A paper-free birthday
/It wasn't specifically intentional, but my recent birthday was almost paper free.
Just over a decade ago I decluttered the musical part of my life. That was when I made the decision to rid myself of CDs (well, the visible ones) and go "MP3". Embrace the digital revolution, as it were.
They were fairly early days then for such a move - a collection of nearly 1000 CDs is pushing 100Gb of storage. iPods of the day were, well barely emerging to be honest - 1Gb first generation MP3 players were flavour of the day. Hard disks were not much better - a 100Gb disk was pretty expensive; I think I paid about £250 for a 160Gb disk.
Nonetheless, I threw myself into it and a first generation Squeezebox gave me wireless network access to all my music. Finally, I had flexibility to listen to my music anywhere and a wallful of free space in the living room. It re-released the joy in all the music I was never getting round to listen to.
A decade on and the wheel comes full circle.
This time it's the books and the bookcase.

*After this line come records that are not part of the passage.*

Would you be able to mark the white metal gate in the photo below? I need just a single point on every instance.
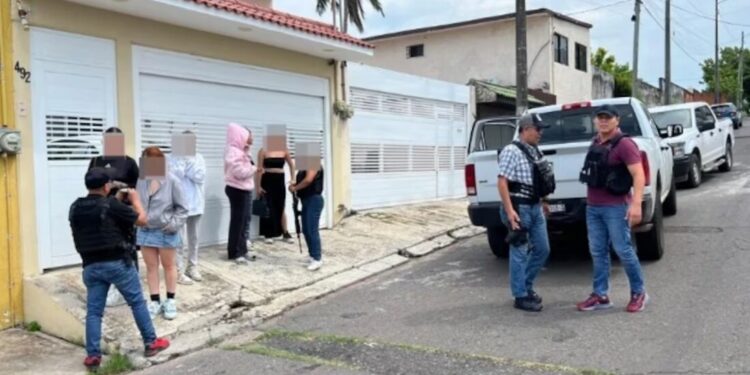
(73, 102)
(170, 101)
(408, 138)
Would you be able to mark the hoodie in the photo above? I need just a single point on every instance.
(238, 168)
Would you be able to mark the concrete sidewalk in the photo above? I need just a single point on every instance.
(233, 298)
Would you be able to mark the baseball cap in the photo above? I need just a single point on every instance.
(529, 120)
(97, 177)
(607, 109)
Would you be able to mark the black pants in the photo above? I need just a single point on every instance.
(239, 201)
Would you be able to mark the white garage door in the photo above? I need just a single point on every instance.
(73, 101)
(176, 92)
(405, 148)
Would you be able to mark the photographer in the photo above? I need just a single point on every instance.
(101, 224)
(524, 180)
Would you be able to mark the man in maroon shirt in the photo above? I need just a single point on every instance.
(610, 215)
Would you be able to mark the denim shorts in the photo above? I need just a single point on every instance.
(157, 238)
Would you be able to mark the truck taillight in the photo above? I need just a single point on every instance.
(470, 179)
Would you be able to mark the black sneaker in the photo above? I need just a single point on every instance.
(535, 297)
(527, 304)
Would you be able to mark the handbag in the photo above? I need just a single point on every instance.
(260, 208)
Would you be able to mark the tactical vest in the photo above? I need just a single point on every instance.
(543, 176)
(94, 230)
(598, 173)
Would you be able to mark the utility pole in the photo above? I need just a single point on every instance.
(667, 59)
(521, 78)
(637, 20)
(717, 82)
(740, 78)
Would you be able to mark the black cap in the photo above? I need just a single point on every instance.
(607, 109)
(529, 120)
(97, 177)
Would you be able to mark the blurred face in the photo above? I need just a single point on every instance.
(606, 124)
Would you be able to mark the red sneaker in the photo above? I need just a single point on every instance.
(92, 362)
(157, 346)
(637, 302)
(594, 302)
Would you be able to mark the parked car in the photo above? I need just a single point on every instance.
(728, 110)
(702, 143)
(566, 144)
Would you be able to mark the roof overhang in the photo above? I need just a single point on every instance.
(199, 17)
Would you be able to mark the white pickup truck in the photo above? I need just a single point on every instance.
(703, 142)
(566, 144)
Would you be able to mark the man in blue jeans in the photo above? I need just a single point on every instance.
(612, 167)
(524, 211)
(100, 225)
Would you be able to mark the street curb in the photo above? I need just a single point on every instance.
(242, 320)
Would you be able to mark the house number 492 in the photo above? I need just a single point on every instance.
(25, 74)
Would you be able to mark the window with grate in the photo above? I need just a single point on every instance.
(395, 158)
(365, 158)
(73, 138)
(423, 159)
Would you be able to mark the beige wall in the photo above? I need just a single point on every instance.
(128, 31)
(487, 51)
(571, 84)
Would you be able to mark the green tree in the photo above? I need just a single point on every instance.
(621, 72)
(729, 62)
(355, 12)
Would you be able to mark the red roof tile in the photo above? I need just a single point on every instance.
(283, 19)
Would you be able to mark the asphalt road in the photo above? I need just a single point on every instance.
(451, 312)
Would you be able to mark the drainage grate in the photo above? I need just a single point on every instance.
(693, 229)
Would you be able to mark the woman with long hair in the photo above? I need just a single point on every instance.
(166, 209)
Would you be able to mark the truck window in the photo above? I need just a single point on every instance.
(578, 126)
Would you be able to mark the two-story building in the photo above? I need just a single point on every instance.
(484, 49)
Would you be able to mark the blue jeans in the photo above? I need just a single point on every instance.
(312, 207)
(608, 225)
(528, 259)
(98, 277)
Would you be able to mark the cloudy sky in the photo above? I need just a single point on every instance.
(692, 26)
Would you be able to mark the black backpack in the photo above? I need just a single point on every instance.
(542, 171)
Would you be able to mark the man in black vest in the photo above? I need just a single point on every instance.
(101, 225)
(524, 211)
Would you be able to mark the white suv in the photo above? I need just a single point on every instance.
(703, 141)
(566, 144)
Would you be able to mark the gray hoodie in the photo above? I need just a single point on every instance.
(166, 209)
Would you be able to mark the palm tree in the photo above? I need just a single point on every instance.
(353, 12)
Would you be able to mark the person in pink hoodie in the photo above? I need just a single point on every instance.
(239, 172)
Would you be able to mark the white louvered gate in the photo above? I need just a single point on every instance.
(171, 104)
(407, 137)
(73, 101)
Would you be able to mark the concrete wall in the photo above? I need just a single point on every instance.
(485, 51)
(602, 85)
(569, 83)
(127, 31)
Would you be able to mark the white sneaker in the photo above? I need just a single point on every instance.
(170, 309)
(184, 280)
(315, 265)
(114, 298)
(154, 309)
(194, 274)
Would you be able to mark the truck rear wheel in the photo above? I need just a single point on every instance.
(496, 239)
(650, 245)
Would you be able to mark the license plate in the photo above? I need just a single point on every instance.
(555, 208)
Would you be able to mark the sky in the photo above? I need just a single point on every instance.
(692, 26)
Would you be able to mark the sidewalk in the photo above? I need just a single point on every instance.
(234, 298)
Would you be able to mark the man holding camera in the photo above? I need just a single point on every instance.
(525, 178)
(101, 225)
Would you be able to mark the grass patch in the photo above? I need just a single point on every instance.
(33, 326)
(117, 364)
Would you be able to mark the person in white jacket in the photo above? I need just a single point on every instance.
(191, 171)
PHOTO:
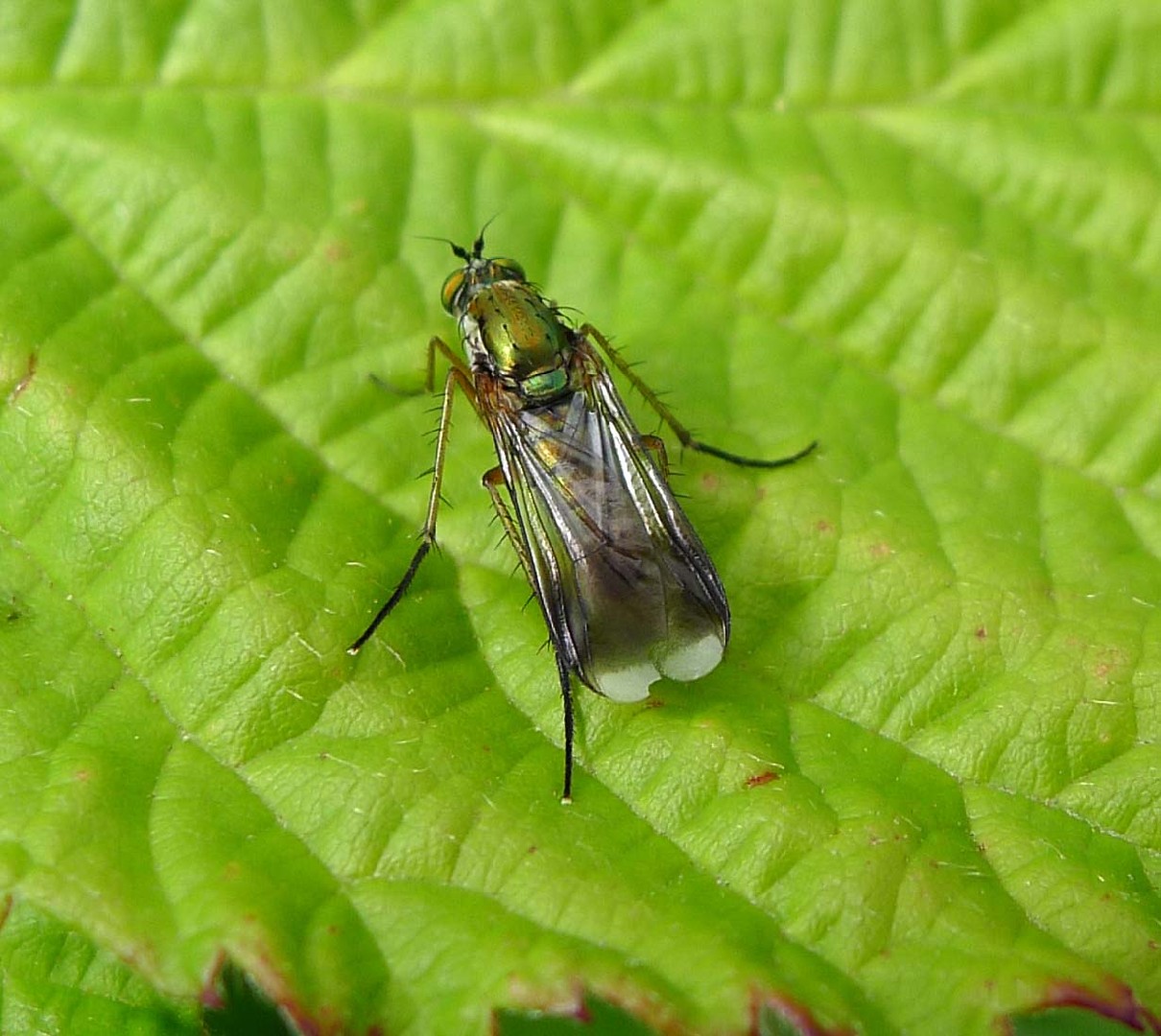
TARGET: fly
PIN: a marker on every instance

It's full of books, full of love, full of joy, but so much of it is unread. This, for me, is the perfect time to embrace the Amazon Kindle. To squeeze a few hundred books from my private collection onto a paperback sized device and keep going for years to come until I reach about 3000.
Sure, it's not as splendid to look at, not as charming to flick through with your head tilted sideways over dinner. But it does mean there is a chance I'll do a bit more reading in those precious seconds roaming the country. I might, for example, use the text-to-speech option to listen to my books in the car.

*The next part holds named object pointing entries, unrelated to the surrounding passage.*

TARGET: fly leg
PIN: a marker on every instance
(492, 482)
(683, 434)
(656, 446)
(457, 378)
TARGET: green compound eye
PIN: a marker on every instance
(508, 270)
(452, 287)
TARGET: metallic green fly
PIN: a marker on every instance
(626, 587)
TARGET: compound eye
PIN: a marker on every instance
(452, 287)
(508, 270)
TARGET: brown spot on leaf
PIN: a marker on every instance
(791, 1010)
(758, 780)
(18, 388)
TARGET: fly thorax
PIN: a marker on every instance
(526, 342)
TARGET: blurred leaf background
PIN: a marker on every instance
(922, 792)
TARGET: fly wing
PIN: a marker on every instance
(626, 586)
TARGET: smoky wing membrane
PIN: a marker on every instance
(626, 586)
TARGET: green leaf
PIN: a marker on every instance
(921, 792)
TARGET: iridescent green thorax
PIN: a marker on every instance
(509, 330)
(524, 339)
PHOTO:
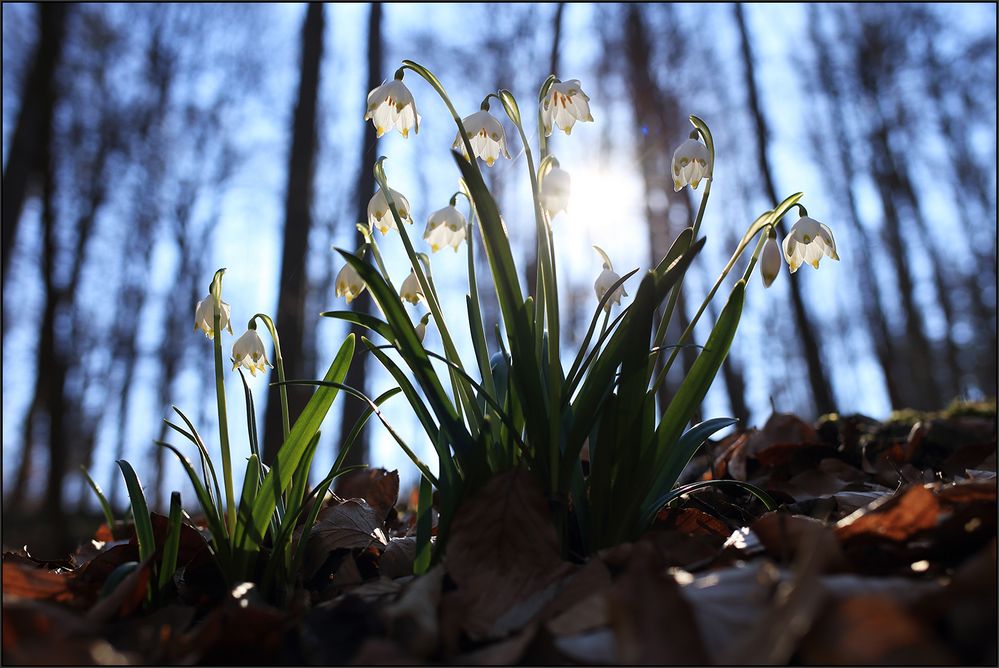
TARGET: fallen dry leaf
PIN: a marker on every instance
(348, 525)
(872, 629)
(502, 551)
(379, 487)
(652, 621)
(33, 583)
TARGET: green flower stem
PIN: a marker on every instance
(377, 254)
(756, 255)
(547, 291)
(675, 292)
(547, 297)
(279, 366)
(437, 86)
(758, 225)
(477, 330)
(768, 219)
(216, 292)
(463, 394)
(542, 137)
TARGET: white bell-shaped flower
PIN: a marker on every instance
(391, 105)
(555, 191)
(379, 214)
(691, 163)
(421, 327)
(807, 242)
(770, 261)
(606, 280)
(485, 134)
(204, 315)
(411, 290)
(565, 104)
(445, 227)
(249, 351)
(349, 283)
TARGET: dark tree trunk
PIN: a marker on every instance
(817, 378)
(298, 220)
(365, 188)
(656, 110)
(33, 121)
(870, 292)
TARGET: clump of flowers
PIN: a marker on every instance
(519, 404)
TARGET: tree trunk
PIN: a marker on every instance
(33, 121)
(870, 293)
(655, 109)
(298, 220)
(817, 378)
(365, 188)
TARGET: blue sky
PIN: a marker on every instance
(607, 210)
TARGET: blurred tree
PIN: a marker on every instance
(33, 122)
(364, 189)
(298, 220)
(817, 377)
(657, 111)
(531, 275)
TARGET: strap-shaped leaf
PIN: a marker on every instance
(293, 449)
(414, 354)
(140, 511)
(526, 367)
(668, 459)
(212, 514)
(768, 501)
(424, 517)
(366, 320)
(171, 546)
(600, 379)
(691, 440)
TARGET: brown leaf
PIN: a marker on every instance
(897, 519)
(781, 429)
(872, 630)
(351, 524)
(38, 584)
(127, 596)
(397, 559)
(412, 620)
(502, 550)
(652, 622)
(691, 521)
(380, 488)
(785, 536)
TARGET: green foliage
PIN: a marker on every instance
(522, 407)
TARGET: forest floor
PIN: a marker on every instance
(883, 551)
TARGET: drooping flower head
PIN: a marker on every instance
(445, 227)
(555, 191)
(770, 260)
(204, 316)
(485, 134)
(421, 327)
(349, 283)
(606, 280)
(691, 163)
(565, 104)
(391, 105)
(807, 242)
(411, 290)
(248, 351)
(379, 214)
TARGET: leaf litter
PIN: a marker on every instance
(882, 550)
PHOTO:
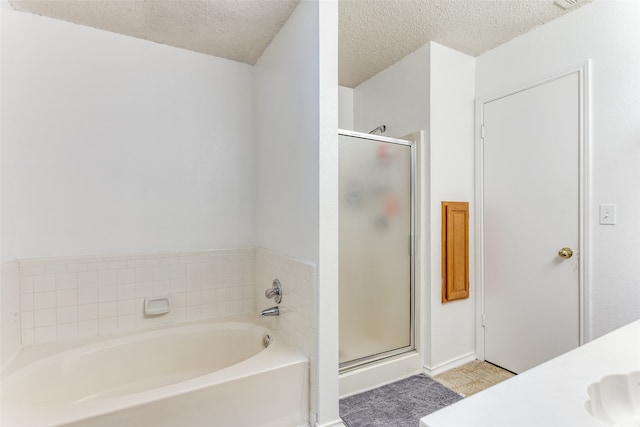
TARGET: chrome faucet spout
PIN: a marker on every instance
(271, 311)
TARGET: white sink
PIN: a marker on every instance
(615, 400)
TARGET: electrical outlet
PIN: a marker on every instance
(607, 214)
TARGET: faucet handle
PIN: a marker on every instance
(275, 291)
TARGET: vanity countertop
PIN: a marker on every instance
(550, 395)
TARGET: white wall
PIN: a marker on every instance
(286, 129)
(119, 145)
(451, 110)
(608, 33)
(345, 108)
(397, 97)
(296, 117)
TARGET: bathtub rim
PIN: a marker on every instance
(279, 354)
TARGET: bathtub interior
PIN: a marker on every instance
(132, 364)
(142, 377)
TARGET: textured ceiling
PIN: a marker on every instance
(234, 29)
(374, 34)
(377, 33)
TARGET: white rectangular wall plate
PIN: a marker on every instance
(157, 305)
(607, 214)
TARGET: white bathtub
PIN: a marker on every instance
(212, 374)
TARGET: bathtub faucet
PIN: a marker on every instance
(272, 311)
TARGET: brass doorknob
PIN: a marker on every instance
(565, 253)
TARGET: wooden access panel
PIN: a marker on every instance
(455, 251)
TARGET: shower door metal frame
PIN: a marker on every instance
(357, 363)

So, it was for my 40th birthday that I put out the broadcast that Amazon vouchers were the thing to get me. I wouldn't be impresssed with anything tangible or physical. And the response was surprisingly beautiful - and handful of amazon vouchers in my email right there on the morning of my birthday. Even one from my Grandma, who has never been near a computer or the interbookfacewebthingy. (Thanks Mum). I was able to go straight ahead and order my Kindle there and then. Not a jot of paper changed hands.
I'd like to think it was a lower carbon footprint birthday, though I can't be totally sure (Amazon might have made the Kindle itself in outer Galactica and shipped it via their hub in Timbuktu). I'm sure it WILL be over the lifetime of the Kindle though - fewer trees will certainly go to the great big Gutenberg in the sky. Though this time round I'm unlikely to stash my bookshelves in the loft - they'll just become a fossil record where they stand.
I wonder what will go digital in another 10 years time?